Issue tracked here: https://github.com/pulumi/pulumi/issues/6451
Improving debug logging support across APIs tracked here: https://github.com/pulumi/pulumi/issues/5855
@mikhailshilkov @EvanBoyle @lblackstone I have to say this plugin doesn't feel production-grade compared to other pulumi plugins.
These crashes are causing us SO MUCH issues and we have to manually fix dozens of azure stacks. In AWS / GCP we have ZERO issues, in azure we have them ALL THE TIME.
We also occasionally get CPU / MEM spikes from the process and it gets our pod to be killed in the process. Is there a way you can help us debug this? Can we prioritize pulumi/pulumi#6451 so we can debug this using automation API?
I caught up with @yarinm offline and he has provided a few stack traces which fairly consistently point to memory pressure within the pod causing pulumi processes to crash during memory allocations (ranging from the CLI to provider). The issue might be exacerbated due to azure-native provider's baseline memory footprint being 5x higher than other providers (e.g. 280 MB vs 40-50MB between azure-native and azure classic) and concurrent runs on stacks. Since automation api will result in launches of CLI, language runtime and providers for each stack, the memory usage can spike suddenly. A short term improvement here would be to limit the concurrency on each pod.
A follow up action from here is to prioritize reducing memory consumption (see https://github.com/pulumi/pulumi-azure-native/issues/603).
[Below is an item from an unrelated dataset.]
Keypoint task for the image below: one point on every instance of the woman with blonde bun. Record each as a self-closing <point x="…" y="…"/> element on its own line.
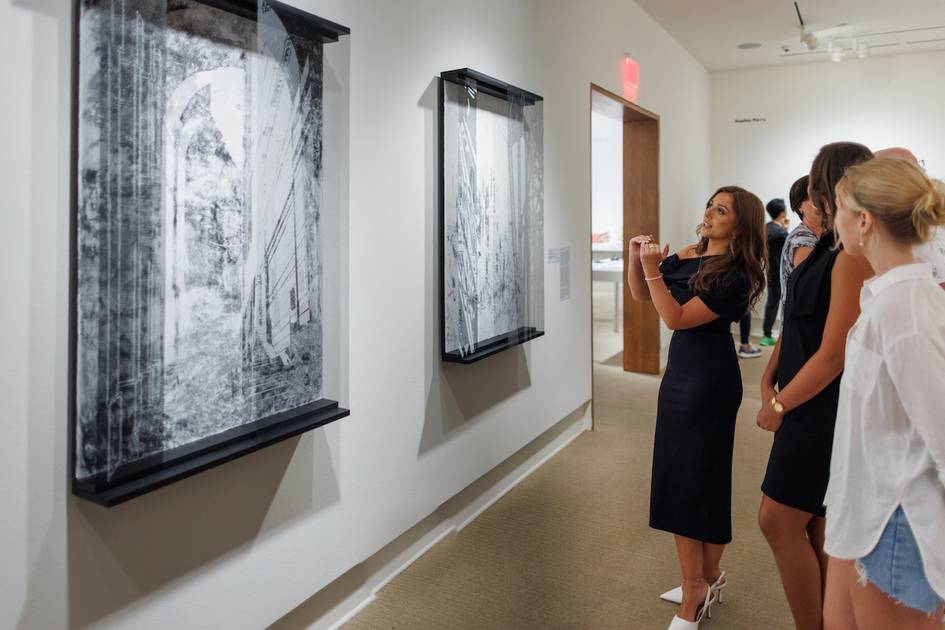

We're running several stacks in parallel (~10) and they occasionally crash:
This causes the stack to fail while creating some of the resources and not saving the to state. I need to fix the stack manually before running again.
We're invoking the stacks using the automation API, we're updating under the same loads AWS and GCP stacks and we never see these issues there.